Why would low bioavailability convince you to care less about the declining minerals? Surely declining mineral content would be exacerbated by low bioavailability? How does that make things better?

An 80% loss still means you have to quintuple consumption to maintain the same level of nutrients, and your agricultural resources have to scale beyond that to account for crop losses to pests and pathogens. Meat production becomes even more expensive and unsustainable. How does low bioavailability reduce the significance of this trend?



Well, but maybe an 80% loss doesn't matter as we only absorb x mg of minerals. You know?

This might not matter for humans if we don't know how much we can absorb, it might not be a percentile but rather than a cap and we pee or poop the rest out.

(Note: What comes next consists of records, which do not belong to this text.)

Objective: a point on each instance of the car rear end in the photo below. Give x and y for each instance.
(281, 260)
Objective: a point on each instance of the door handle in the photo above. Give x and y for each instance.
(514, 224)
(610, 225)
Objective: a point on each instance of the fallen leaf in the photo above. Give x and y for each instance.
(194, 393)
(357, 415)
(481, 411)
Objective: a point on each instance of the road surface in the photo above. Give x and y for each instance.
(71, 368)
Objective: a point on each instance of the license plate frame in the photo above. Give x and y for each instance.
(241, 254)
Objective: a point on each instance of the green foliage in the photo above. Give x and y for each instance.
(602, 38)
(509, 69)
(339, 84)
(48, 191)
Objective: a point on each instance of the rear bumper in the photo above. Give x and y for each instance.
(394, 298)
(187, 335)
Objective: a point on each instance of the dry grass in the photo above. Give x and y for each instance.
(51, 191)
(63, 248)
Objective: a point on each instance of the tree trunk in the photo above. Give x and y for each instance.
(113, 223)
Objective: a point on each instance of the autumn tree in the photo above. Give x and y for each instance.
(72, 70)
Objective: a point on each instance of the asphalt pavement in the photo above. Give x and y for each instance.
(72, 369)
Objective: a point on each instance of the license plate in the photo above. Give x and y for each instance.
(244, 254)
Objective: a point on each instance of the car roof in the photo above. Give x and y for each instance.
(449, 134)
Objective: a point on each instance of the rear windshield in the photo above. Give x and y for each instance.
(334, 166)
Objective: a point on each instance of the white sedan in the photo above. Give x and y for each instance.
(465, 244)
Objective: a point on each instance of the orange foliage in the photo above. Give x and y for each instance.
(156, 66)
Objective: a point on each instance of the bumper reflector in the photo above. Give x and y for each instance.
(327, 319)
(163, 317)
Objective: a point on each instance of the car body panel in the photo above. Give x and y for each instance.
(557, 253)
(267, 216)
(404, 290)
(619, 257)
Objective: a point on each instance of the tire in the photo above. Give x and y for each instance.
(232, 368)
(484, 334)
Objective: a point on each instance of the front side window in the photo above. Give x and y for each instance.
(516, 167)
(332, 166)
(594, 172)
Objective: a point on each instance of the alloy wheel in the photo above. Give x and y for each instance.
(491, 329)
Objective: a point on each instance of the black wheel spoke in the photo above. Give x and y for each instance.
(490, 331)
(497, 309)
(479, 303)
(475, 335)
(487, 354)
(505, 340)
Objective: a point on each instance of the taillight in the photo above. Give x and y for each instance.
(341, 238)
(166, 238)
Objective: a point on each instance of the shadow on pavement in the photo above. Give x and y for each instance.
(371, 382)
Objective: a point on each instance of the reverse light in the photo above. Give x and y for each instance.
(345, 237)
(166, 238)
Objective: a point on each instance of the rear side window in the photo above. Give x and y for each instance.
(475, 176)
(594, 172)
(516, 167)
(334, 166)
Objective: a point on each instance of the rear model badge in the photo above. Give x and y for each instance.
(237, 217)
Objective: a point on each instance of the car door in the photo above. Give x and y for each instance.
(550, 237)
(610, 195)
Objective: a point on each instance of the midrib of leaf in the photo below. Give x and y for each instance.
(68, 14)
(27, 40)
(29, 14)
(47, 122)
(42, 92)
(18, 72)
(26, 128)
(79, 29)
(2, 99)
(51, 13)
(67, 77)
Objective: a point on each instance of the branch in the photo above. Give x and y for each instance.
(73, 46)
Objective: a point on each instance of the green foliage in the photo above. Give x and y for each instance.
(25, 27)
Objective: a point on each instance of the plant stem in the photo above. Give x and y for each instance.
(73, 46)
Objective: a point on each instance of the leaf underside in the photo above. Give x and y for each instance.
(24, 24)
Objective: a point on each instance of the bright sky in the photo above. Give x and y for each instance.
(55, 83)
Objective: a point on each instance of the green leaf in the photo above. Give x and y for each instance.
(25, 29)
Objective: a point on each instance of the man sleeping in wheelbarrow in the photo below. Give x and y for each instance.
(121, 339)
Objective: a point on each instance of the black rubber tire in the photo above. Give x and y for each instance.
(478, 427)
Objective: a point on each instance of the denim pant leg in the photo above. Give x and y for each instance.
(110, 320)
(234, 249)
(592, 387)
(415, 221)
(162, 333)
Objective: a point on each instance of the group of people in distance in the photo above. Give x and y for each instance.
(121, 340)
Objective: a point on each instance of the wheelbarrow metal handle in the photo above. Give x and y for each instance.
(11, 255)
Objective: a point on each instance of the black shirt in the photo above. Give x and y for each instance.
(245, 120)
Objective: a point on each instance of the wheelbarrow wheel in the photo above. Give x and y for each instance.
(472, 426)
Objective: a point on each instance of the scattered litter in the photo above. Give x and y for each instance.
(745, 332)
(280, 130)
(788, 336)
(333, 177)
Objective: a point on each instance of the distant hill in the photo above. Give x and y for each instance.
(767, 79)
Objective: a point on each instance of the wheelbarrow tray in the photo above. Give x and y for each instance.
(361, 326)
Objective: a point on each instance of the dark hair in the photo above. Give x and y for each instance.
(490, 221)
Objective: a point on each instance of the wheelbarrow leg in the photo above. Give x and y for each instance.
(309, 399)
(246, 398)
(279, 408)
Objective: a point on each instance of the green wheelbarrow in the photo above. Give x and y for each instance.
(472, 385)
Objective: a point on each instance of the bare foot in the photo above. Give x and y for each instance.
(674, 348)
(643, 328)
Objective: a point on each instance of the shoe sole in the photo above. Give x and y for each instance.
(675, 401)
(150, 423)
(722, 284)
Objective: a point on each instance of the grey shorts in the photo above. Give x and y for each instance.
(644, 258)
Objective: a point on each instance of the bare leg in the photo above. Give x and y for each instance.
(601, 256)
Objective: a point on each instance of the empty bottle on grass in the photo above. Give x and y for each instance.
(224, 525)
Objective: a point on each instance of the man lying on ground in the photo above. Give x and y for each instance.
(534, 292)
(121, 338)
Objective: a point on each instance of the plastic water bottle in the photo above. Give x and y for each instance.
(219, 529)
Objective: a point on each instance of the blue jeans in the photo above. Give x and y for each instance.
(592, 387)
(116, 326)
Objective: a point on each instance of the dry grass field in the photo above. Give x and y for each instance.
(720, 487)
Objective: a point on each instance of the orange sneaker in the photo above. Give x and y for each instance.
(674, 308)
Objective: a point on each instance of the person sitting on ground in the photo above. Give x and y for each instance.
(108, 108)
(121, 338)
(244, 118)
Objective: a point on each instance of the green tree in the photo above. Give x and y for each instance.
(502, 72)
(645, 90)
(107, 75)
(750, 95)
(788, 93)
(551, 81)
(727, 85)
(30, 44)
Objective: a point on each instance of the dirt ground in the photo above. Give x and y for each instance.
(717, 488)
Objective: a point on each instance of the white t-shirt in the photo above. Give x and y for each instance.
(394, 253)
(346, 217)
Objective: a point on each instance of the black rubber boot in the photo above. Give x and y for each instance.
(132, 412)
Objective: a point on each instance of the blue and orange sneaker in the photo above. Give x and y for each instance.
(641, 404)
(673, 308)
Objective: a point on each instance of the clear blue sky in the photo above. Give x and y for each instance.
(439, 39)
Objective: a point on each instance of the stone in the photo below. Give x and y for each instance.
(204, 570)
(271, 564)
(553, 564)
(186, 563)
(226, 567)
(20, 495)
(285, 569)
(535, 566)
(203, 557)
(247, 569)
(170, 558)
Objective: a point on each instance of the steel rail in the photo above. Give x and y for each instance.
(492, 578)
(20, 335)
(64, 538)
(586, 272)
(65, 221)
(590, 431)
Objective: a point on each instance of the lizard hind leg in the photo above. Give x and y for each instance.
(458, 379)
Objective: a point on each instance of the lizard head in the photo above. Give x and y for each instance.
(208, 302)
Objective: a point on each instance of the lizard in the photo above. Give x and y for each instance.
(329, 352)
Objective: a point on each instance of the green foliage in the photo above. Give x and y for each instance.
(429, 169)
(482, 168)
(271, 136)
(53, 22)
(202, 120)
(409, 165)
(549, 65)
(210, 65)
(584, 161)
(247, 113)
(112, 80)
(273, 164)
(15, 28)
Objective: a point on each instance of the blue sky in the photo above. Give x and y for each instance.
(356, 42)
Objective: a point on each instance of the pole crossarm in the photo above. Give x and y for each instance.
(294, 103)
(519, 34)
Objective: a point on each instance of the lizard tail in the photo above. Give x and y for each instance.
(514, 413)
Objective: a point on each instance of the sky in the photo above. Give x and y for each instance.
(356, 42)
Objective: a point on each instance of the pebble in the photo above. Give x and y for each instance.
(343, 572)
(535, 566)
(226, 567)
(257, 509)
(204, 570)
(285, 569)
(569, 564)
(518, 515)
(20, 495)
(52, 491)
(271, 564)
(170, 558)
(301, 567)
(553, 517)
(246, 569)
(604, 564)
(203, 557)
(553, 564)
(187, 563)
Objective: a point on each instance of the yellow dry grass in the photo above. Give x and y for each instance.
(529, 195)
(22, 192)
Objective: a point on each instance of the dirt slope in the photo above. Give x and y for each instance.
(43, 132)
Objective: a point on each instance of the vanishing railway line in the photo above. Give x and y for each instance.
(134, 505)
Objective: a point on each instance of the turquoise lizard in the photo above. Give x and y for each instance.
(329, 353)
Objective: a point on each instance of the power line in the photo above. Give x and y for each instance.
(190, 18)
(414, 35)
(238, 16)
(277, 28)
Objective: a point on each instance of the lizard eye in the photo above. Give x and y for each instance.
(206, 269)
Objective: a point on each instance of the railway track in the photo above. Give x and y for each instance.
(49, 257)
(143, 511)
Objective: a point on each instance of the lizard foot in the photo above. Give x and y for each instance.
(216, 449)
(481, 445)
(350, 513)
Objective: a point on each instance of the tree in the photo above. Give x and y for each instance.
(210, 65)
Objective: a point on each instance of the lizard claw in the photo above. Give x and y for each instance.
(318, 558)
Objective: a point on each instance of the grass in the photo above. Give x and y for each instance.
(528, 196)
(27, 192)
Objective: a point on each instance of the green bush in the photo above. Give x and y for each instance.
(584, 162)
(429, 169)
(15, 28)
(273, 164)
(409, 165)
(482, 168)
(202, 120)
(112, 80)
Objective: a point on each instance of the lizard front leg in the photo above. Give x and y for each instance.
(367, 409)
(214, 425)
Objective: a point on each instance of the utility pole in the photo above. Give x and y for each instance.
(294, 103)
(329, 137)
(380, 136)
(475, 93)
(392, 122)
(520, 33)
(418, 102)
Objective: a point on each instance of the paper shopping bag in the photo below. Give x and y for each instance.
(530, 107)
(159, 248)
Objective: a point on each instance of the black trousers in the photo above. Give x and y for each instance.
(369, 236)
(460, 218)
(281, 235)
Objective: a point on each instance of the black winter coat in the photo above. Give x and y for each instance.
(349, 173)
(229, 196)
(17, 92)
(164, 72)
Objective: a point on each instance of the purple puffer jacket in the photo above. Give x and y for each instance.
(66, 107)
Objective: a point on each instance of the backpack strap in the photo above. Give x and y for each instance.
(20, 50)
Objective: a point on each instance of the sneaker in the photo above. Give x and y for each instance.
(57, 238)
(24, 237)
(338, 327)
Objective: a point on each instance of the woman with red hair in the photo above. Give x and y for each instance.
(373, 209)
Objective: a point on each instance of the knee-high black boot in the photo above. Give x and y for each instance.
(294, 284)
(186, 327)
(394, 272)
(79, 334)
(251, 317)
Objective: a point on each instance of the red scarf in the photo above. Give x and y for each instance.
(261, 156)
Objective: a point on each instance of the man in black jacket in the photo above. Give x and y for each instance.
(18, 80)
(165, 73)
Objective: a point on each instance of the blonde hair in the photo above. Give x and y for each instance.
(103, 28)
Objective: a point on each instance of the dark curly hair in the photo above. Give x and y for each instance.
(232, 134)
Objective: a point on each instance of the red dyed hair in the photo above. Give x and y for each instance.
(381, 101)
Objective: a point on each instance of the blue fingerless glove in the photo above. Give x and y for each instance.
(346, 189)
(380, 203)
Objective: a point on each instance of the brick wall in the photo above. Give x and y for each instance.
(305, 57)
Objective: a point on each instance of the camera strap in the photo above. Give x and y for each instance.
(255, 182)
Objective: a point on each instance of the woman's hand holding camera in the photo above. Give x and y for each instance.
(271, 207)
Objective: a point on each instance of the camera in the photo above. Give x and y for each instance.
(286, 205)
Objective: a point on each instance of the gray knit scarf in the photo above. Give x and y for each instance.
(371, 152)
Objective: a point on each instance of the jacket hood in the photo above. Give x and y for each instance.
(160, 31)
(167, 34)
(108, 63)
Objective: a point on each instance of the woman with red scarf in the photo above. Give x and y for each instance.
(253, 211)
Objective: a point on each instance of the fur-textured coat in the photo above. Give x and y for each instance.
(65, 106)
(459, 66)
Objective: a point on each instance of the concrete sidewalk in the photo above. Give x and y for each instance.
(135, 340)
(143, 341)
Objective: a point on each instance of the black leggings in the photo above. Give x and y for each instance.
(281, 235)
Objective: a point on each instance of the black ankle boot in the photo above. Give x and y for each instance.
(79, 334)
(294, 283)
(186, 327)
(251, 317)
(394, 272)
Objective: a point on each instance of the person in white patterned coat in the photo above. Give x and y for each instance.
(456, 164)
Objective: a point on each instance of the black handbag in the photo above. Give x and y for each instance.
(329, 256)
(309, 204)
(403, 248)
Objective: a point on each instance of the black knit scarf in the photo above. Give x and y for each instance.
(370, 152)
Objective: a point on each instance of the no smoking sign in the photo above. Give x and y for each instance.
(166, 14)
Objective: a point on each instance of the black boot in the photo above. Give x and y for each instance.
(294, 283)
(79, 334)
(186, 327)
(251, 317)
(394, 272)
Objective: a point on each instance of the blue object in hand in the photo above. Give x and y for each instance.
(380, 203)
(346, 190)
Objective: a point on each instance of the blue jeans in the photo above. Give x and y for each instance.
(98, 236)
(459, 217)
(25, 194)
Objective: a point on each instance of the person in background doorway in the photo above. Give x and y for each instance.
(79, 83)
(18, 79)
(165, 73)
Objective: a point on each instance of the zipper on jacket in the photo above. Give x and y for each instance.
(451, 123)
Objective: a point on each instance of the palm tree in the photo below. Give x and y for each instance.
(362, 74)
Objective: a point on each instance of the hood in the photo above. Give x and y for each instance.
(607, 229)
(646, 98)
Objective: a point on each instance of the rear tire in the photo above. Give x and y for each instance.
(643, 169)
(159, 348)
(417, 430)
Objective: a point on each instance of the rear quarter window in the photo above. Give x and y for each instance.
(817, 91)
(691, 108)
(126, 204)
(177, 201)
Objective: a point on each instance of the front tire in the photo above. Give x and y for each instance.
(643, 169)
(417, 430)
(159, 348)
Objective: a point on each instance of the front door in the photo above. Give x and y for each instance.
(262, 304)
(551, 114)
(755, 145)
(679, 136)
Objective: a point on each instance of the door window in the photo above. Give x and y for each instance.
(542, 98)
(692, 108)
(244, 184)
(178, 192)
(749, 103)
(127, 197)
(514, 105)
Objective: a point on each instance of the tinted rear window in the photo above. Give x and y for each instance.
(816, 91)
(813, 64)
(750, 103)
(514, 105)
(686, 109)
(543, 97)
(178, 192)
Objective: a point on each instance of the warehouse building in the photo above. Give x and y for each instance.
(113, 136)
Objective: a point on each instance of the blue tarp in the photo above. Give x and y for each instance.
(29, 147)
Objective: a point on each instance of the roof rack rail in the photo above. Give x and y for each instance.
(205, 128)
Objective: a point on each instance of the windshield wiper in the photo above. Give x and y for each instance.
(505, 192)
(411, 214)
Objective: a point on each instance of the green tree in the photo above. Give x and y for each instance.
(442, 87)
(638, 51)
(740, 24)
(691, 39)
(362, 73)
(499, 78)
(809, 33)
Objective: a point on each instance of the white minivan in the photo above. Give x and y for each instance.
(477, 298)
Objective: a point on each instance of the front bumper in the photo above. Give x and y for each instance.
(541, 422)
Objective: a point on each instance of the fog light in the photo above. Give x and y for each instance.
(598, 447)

I see what you're saying now, thanks for clarifying. I'm not sure how much nutrition people need in general. Perhaps we're still getting a surplus of nutrients at the current volume of food consumption, despite the loss of minerals. I am fearful of food unsecurity and malnutrition.


Ya me too on malnutrition and food desserts. Americans eat so few veggies and we are still living for a long time. And for rich Americans who match Japanese longevity, this doesn't seen to be hurting us.

Like if we all had scurvy and were bleeding from the gums by age 19 I'd be worried more :)

Or maybe it is what is spiking auto immune diseases or something weird.